“Vanity metrics” is a term you may or may not have heard about. It refers to the standards by which we measure our traffic and online viability. What we are now coming to understand is that several of these used to measure “results” can quite often be misleading and need to be politely ignored.
Those you can safely ignore:
- Likes, Followers and Connections – The one with the most followers wins, right? If only it were that simple. The truth is, more followers translate to a better bottom line only when you are actively engaging with them, and building a relationship which leads to conversions. Merely developing a massive number of likes or followers who don’t make the transition to customers is fairly pointless.
- Comments – Since we are endeavoring to increase conversion, our goal with content must be more than creating posts (video, tweet, share) that generate a large number of comments, but no leads. Provide them with a reason to comment that leads them down the path to conversion, such as a leading question on the topic.
- Impressions – Mainly used in your advertising, the sheer number of ad impressions is relatively useless, as it does not indicate any measurable action. Simply having your ad display in front of a couple of million computer screens is no real measure of how it performs.
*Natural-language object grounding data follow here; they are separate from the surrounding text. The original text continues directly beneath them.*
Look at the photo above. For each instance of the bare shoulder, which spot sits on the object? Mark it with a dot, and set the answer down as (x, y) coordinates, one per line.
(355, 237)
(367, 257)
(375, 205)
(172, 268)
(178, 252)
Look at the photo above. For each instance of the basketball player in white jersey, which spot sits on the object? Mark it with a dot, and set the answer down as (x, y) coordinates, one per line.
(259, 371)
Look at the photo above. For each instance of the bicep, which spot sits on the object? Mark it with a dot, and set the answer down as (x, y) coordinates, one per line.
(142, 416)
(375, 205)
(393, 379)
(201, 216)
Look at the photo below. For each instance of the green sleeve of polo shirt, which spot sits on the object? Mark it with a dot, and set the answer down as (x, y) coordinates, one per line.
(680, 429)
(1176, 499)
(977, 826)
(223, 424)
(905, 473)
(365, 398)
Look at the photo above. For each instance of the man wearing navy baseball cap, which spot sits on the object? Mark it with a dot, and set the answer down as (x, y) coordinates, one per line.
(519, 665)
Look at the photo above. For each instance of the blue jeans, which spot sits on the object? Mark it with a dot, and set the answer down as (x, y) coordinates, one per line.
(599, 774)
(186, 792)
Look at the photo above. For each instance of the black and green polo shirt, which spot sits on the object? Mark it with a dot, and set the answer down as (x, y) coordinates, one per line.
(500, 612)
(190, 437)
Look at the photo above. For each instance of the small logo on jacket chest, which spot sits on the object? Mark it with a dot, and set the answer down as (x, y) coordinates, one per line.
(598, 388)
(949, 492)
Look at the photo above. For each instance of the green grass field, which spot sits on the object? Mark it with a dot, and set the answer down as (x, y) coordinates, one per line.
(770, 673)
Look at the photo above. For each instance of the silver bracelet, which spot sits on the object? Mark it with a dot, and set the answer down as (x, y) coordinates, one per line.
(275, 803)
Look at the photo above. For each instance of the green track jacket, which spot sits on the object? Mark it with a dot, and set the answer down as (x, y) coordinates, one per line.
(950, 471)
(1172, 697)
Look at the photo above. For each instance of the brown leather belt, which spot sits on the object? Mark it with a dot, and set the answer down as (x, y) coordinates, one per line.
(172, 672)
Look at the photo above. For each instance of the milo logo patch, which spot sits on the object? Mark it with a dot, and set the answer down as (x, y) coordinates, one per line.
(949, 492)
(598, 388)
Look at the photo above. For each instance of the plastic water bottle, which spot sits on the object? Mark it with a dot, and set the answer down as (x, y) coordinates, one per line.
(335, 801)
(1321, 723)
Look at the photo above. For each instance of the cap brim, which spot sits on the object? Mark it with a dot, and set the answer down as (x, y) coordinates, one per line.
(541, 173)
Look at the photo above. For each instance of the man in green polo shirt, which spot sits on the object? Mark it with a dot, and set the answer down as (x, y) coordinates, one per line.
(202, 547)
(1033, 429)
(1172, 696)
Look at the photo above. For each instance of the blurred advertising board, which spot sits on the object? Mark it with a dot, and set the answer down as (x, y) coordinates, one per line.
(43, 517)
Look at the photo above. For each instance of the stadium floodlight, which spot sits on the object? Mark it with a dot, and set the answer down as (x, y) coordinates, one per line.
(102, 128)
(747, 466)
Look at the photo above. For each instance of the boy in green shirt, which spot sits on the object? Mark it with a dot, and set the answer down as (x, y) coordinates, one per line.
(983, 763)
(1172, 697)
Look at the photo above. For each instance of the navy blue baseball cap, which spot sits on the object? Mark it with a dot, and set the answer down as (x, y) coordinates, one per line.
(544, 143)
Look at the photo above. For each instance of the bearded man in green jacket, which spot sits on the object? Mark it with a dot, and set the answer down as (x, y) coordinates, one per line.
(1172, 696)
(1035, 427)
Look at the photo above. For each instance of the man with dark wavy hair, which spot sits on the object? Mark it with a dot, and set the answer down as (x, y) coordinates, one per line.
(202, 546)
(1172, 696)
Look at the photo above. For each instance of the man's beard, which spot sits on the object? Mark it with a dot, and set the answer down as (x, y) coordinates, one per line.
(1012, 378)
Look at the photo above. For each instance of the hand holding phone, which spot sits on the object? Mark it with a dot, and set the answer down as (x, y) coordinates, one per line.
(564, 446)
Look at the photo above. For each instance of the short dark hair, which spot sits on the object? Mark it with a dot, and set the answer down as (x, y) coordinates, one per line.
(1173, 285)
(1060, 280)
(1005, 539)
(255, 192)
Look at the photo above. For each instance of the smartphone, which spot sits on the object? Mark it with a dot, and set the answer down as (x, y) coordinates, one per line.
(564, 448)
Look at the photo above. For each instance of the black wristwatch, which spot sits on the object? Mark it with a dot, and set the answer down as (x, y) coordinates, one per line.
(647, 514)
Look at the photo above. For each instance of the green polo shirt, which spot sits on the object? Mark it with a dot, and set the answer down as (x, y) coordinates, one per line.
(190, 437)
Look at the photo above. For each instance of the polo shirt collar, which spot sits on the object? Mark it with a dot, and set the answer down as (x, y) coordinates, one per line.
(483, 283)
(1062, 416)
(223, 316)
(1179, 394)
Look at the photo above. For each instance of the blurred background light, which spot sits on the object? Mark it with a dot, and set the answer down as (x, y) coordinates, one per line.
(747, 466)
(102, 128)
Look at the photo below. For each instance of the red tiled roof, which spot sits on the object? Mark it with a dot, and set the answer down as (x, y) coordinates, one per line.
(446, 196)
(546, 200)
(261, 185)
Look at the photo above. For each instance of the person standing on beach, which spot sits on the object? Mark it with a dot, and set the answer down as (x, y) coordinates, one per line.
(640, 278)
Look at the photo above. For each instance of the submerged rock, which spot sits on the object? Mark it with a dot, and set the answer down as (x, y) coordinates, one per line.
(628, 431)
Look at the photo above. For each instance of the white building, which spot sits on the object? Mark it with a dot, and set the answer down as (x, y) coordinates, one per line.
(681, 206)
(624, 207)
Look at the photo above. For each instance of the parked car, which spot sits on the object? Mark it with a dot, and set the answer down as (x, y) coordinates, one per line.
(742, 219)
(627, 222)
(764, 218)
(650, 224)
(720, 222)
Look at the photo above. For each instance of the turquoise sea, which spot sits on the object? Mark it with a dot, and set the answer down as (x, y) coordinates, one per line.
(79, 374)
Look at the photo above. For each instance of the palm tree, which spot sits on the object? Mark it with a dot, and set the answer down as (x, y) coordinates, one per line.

Rather, examine click-thru rates and conversion rates.
A terrific piece on this is available at HubSpot.
Metrics you’ll want to keep close track of:
- Shares of your content – Even though this is not a concrete statistic, having your content shared in whatever form is a step in the right direction. This means that that your content making an impression (the right kind!) and is being passed around.
- Social mentions and citations – Seeing that Google is now including social signals and citations into the search algorithm, this is an element that is very helpful. This aids your website in search, along with authority.
- Conversions – The endgame. You need to make sure that your social media and sharable content is ultimately resulting in more conversions.